Aqumin Volatility Newsletter 11/05/2012 - $F, $GM

Will the market get the lead out?

Usually on Fridays when the closing sentiment feels awful (or great) I like to take a simple snapshot of the week’s activity to get a good sense of how the market did. By the close I felt things were starting to get unhinged for no real reason. Granted, the US election and the Greek election (austerity budget or not) is setting us up for another binomial event in what has become the monthly roll of the dice on big political votes. Those events have set up some nice opportunities as the volatility subsides after the news.
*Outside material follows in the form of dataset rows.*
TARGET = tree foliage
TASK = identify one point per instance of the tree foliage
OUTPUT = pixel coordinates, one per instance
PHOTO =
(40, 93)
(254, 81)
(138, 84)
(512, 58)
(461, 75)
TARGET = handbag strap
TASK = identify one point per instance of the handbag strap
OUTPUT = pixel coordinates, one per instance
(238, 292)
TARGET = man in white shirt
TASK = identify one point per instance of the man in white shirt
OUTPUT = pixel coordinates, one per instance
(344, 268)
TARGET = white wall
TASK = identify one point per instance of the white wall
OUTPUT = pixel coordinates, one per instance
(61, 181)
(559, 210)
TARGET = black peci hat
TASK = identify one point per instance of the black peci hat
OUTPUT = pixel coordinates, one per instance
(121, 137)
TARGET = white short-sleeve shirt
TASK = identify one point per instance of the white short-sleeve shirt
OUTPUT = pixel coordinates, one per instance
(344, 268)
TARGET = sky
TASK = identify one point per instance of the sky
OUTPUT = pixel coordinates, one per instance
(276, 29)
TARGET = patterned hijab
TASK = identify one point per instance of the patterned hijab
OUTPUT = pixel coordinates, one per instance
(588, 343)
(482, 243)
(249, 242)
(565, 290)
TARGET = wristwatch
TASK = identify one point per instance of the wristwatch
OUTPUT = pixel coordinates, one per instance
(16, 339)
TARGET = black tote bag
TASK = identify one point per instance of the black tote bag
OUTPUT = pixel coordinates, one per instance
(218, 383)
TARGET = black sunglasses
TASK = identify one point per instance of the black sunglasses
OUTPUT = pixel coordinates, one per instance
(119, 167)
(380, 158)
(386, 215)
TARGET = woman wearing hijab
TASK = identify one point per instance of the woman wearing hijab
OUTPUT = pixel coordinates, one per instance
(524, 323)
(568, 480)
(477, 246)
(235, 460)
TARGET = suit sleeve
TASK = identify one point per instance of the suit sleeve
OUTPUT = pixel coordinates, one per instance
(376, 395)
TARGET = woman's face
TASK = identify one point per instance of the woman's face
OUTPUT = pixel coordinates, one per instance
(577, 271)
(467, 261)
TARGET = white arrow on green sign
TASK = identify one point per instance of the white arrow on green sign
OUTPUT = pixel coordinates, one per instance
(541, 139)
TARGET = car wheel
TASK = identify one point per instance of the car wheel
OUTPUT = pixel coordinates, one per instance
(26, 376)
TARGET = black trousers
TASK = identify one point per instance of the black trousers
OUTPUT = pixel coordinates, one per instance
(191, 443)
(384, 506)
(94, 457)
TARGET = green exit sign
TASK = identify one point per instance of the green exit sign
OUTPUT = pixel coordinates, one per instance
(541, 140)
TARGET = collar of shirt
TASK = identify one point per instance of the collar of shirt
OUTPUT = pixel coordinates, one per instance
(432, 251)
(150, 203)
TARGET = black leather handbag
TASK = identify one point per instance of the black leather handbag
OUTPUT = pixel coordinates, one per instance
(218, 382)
I set up the AlphaVision™ for Bloomberg landscape below and I am looking at 1 Week Return for all optionable stocks listed on the CBOE. Note a good chunk of the market did ok last week. Things felt so bad because the $700 Ipad Mini rally did not materialize as fast as everyone wanted. Overall the US economic news was very positive but the specter of the unknown seeped into the cracks. Look at two of better percentage gainers, GM and F last week.

11-5-2012 9-47-47 AM

Normally I would look at the car companies and say no way, but things are getting better there. Actually as I picked through the landscape most of the stocks that have been decimated by the 2008 Financial Crisis did pretty well last week. The type of trade I like for a low volatility stock like a GM or F is the risk reversal (long out of the money call and short out of the money put) for a credit. The difference is start on the short put side first, since I feel the volatility will come in and leg into the long call side if the market catches a bid. No sense rushing into things until the election, and if the rally ensues, the short put should work fine. Ohio might end up making the big difference in the election but these two companies should keep their trajectories moving forward no matter who wins.